British part-talkie version of the Liam O'Flaherty play -- later famously filmed by John Ford in 1935 -- about an IRA member, Gypo Nolan, who has a crisis of conscience when he informs on a fellow party member, Francis McPhillip, wanted for murder, resulting in McPhillip's death at the hands of the police, and an ill-gotten cash reward for Nolan.
The great Swedish actor Lars Hanson offers an interesting interpretation of Gypo Nolan, quite different from Victor McLaglen's take on the character in the Ford remake. Hanson brings a real intensity to the role, conveying the character's haunted conscience and sense of guilt from the moment he betrays his comrade, and the knowledge of the inevitable fate that awaits him in return for his actions. This was also the final film of Hungarian actress Lya De Putti, who delivers a strong performance as Nolan's girlfriend, who has her own crisis of conscience when the IRA leaders come looking for him.
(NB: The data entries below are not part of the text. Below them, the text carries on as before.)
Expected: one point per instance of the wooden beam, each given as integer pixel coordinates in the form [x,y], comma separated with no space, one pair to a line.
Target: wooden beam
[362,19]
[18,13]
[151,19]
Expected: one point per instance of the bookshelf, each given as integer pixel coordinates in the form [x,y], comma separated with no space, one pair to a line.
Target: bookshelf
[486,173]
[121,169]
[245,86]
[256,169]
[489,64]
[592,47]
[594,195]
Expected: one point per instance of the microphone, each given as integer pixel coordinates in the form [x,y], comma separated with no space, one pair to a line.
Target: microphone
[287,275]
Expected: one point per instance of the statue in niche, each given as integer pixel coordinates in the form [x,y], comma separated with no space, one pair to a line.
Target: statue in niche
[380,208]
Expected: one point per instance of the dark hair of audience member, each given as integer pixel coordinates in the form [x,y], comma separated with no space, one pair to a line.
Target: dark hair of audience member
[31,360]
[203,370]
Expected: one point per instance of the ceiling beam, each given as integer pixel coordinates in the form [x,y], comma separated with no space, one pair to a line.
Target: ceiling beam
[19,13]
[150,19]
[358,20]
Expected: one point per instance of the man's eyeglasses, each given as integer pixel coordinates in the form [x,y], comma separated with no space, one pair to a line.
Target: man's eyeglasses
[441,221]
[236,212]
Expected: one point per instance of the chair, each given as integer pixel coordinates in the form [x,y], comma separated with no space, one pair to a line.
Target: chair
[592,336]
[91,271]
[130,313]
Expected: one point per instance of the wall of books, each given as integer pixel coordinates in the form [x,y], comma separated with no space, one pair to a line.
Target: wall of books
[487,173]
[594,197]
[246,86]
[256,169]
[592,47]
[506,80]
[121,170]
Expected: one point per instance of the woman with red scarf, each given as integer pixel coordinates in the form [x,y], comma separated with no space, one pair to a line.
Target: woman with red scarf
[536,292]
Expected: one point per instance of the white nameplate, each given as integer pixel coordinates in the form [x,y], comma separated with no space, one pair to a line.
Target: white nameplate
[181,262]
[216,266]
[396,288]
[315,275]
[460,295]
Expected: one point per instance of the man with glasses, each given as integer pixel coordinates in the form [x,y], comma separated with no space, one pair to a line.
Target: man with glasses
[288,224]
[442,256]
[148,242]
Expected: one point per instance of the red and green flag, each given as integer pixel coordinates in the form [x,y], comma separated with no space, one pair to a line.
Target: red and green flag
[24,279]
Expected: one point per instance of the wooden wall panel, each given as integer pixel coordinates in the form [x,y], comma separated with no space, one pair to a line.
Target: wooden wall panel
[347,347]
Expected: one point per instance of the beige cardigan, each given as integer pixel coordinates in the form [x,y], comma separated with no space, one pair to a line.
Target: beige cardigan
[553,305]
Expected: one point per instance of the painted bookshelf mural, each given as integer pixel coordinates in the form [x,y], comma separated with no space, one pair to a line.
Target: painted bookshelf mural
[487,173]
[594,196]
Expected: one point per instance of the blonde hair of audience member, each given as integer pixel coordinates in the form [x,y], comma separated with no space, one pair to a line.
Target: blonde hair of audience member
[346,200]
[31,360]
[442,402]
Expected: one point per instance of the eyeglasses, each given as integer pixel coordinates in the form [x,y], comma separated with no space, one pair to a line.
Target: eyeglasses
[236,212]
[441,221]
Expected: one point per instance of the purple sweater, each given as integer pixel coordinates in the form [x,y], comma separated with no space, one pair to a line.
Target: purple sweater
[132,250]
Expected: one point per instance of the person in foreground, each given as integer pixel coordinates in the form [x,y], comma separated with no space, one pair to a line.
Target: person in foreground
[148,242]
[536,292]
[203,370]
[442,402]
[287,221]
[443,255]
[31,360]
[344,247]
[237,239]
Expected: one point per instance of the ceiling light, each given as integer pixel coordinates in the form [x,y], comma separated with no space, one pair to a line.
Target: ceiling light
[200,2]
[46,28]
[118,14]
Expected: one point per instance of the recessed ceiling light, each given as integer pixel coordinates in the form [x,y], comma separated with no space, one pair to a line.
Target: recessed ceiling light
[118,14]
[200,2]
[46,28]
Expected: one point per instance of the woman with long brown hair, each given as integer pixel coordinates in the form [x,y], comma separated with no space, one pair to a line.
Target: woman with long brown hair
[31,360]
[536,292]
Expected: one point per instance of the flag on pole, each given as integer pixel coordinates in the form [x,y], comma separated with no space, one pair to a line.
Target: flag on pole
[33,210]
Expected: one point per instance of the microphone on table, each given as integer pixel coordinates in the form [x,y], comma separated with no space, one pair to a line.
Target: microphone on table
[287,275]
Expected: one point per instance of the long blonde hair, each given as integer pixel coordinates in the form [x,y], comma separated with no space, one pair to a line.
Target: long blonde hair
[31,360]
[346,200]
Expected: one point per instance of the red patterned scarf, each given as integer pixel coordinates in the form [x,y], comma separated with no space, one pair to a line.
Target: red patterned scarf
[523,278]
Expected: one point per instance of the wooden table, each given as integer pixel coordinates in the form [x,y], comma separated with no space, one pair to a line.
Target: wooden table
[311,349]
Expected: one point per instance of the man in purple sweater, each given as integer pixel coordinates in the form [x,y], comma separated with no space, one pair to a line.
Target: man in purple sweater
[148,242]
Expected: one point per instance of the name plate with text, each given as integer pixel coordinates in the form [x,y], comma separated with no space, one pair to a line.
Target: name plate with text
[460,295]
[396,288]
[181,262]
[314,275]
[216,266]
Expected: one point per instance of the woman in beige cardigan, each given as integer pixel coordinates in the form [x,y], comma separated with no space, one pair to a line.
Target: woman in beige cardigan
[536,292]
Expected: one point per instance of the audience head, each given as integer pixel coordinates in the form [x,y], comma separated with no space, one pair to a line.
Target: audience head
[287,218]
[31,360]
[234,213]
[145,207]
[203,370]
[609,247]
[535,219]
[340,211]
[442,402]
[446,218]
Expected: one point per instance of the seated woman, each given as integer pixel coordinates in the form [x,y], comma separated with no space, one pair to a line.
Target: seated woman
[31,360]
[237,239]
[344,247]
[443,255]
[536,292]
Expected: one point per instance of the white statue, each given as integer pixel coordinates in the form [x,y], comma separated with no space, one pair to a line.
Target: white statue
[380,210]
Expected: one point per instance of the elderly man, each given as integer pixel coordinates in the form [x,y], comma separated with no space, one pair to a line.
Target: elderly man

Made during the transitional period for sound film technology, it is an odd hybrid of silent footage (with music and effects) during the first half, and mostly synchronized dialogue in the second half (both Hanson and De Putti are somewhat distractingly dubbed). Arthur Robison's direction is most distinctive in the silent sequences, aided greatly by the high-contrast cinematography of Werner Brandes and Theodor Sparkuhl, and marked by a remarkably fluid use of the camera and editing, while the sound sequences are more stagy, too often bringing the action to a halt for the dialogue. The climax in the church is an exceptionally powerful and beautiful scene, with an effective combination of sound and image.